Kirkus Reviews QR Code
SECOND DRAFTS OF HISTORY by Lance Morrow

SECOND DRAFTS OF HISTORY

and Other Essays

by Lance Morrow

Pub Date: Jan. 3rd, 2006
ISBN: 0-465-04750-5
Publisher: Basic Books

Journalist and essayist Morrow (Evil, 2003) gathers the work of four decades, most from the pages of Time.

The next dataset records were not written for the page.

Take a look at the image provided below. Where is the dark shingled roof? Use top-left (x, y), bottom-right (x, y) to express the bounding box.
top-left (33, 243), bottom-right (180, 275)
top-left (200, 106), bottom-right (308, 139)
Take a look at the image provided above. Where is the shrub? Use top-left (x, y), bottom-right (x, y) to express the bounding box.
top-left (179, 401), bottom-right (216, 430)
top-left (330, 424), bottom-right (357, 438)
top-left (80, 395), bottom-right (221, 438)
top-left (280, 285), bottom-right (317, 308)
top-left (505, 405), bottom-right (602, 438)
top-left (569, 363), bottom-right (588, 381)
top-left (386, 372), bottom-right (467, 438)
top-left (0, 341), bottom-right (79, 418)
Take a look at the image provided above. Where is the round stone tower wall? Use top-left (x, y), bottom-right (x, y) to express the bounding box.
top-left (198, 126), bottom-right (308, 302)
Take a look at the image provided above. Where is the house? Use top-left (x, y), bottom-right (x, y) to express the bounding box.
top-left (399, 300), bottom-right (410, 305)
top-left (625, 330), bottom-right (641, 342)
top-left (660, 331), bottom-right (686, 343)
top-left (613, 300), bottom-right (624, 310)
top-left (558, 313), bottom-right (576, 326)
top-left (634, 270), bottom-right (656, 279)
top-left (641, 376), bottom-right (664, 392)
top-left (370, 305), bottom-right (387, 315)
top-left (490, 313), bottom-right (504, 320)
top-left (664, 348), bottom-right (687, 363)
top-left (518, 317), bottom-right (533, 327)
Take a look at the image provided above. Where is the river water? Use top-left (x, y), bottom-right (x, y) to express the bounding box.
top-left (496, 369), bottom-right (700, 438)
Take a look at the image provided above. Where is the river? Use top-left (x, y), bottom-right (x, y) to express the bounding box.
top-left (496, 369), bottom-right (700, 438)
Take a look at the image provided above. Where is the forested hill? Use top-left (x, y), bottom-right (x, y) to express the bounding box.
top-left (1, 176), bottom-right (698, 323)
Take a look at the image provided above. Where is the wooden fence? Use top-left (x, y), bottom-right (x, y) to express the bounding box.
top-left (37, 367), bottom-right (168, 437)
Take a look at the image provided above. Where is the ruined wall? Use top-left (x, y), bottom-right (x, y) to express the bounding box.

Morrow has a capacious mind and a light hand, good qualities for a generalist writing about pretty much whatever he wants in a mass-market publication. Some of the seven-dozen-plus pieces here seem a little pedestrian, to be sure, including the opener, a so-what meditation on sailing and the evanescence of human life; others go nowhere fast, as with a couple of rural cat-on-the-porch, corn-in-the-field reveries that no one does as well as Verlyn Klinkenborg. Still, all are readable, and many are memorable. There’s a slyly subversive piece on the opening of the Nixon Library, for instance, with its mega-sized statues of the likes of Mao and de Gaulle: “Nixon,” Morrow writes, “has always had a habit of dressing the set with giants, setting the delay timer, and then jumping into the picture himself.” Exactly. Morrow is no easier on any of the other politicians who come into his crosshairs: “That has been one trouble with Reaganistic good feeling: a suspicion that it was based on camera angle.” “At his worst moments on the stump, Bush is a sort of amateur terrorist of language, like an eleven-year-old Shi’ite picking up a Kalashnikov assault rifle for the first time and firing off words in wild bursts.” “Nero gave the people circuses. Clinton is the circus.” Against a vaguely dissatisfied take on politics and modern life, though, Morrow offers a humane and even hopeful vision: Remarking on the red state/blue state divide, for instance, he notes that “Americans have always been each other’s evil twins,” which ought to inspire a tiny bit more tolerance, and he closes by observing that forgiveness may be one of the best tools we have for surviving our time, though it “is not an impulse that is in much favor.”

For fans of economical language and thoughtful journalism, a pleasure.